The fourth article by Benito and Barrientos, titled “An Intelligent Human–Machine Interface Architecture for Long-Term Remote Robot Handling in Fusion Reactor Environments”, proposes an adaptive software architecture for remote operations in nuclear fusion environments. The architecture demonstrated positive effects on the autonomous operation of agents under human oversight. The modular flexibility provided by the model, which combines multiple approaches that range from user-focused (anthropomorphic) interfaces to AI-based predictive components, yields system robustness and enables intelligent behaviors tailored to the scenarios at hand. The model also ensures interoperability across different industrial facilities. Therefore, this work contributes to filling the current gap in the literature regarding the lack of standardization and adaptability in remote handling settings, providing a maintainable framework responsive to technological changes.

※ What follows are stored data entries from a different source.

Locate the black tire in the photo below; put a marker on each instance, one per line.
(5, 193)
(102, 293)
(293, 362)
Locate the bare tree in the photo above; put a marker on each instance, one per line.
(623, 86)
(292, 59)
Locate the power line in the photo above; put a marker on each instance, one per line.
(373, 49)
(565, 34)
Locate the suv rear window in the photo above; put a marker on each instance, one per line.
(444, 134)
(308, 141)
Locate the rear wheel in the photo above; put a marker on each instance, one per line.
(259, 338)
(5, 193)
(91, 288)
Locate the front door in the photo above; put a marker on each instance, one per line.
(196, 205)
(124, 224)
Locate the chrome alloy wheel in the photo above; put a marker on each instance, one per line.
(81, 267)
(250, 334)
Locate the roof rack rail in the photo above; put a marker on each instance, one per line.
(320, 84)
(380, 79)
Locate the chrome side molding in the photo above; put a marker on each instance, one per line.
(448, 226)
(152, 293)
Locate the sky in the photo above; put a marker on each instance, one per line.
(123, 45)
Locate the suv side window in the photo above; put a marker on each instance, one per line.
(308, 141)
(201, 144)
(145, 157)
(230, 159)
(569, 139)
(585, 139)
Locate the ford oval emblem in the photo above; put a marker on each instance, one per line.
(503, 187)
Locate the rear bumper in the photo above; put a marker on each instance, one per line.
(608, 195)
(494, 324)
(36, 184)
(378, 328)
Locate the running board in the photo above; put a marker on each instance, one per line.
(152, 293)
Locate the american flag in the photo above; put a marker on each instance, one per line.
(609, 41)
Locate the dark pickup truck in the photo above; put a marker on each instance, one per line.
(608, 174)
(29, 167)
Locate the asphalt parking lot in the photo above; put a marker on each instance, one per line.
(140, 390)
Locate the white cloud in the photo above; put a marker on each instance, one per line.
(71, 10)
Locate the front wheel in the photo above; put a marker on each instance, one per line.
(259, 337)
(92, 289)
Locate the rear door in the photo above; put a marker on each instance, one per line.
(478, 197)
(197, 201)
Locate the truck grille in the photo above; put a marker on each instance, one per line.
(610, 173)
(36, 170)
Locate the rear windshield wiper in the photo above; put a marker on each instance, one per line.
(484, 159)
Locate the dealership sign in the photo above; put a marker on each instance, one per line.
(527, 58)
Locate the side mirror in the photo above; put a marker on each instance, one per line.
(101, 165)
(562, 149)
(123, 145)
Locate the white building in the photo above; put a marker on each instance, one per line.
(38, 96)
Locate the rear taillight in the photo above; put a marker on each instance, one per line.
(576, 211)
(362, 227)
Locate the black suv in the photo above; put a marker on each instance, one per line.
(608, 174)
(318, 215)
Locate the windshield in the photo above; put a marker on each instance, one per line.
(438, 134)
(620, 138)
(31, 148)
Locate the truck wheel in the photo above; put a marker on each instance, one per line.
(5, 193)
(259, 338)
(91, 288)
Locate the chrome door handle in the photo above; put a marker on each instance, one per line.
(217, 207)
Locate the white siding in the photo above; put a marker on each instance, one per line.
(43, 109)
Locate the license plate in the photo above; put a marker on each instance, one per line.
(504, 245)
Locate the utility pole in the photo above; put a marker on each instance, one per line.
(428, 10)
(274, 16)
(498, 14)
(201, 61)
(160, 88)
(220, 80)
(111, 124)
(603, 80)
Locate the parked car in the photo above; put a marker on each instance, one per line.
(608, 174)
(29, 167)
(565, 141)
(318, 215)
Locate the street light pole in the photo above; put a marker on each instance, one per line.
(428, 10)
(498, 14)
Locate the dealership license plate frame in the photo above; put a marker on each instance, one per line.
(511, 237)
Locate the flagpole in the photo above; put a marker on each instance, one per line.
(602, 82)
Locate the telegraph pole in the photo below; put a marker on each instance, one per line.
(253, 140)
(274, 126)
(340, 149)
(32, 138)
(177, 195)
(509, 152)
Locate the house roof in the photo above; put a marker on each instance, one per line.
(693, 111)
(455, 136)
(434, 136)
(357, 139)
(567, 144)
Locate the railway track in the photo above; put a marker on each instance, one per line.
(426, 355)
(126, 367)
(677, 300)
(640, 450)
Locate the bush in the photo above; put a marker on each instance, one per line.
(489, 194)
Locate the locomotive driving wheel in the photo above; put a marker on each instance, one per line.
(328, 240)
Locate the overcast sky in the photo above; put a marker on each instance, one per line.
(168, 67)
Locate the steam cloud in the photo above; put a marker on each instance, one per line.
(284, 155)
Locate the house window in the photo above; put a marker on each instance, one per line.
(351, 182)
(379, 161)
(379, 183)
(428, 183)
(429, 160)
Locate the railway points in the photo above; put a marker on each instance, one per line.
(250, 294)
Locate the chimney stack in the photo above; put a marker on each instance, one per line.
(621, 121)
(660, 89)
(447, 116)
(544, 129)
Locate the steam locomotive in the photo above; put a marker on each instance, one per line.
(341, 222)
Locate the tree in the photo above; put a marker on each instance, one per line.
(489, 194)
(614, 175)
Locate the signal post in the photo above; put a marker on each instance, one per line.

The fifth original article, written by Zhang and colleagues, titled “Translating Words to Worlds: Zero-Shot Synthesis of 3D Terrain from Textual Descriptions Using Large Language Models”, introduces an LLM-based diffusion method that uses a Gaussian-Voronoi map data structure and a chain-of-thought tree to generate terrain heightmaps. The proposed framework allows terrain outputs to be updated in response to revised textual input. Experimental results demonstrated improvements in terms of depth and realism for text-to-terrain generation. Consequently, this approach represents a valuable resource for text-to-data synthesis in three-dimensional spaces.
The last article is a review by Qiu, Liu, and Zhao, titled “A Review of Brain–Computer Interface-Based Language Decoding: From Signal Interpretation to Intelligent Communication”. The authors examine state-of-the-art approaches in the field of brain–computer interaction (BCI) with a focus on recent advances and emerging possibilities in language decoding. This review emphasizes the interplay between computational methodologies, cognitive models of language processing, and neural language decoding. Moreover, it identifies three key paradigmatic shifts toward more personalized, multimodal, and deep learning (DL)-based systems and architectures. The authors argue that these developments have practical implications for enhancing accuracy and stability, reducing latency, and facilitating user adaptability when engaging with brain–computer interfaces.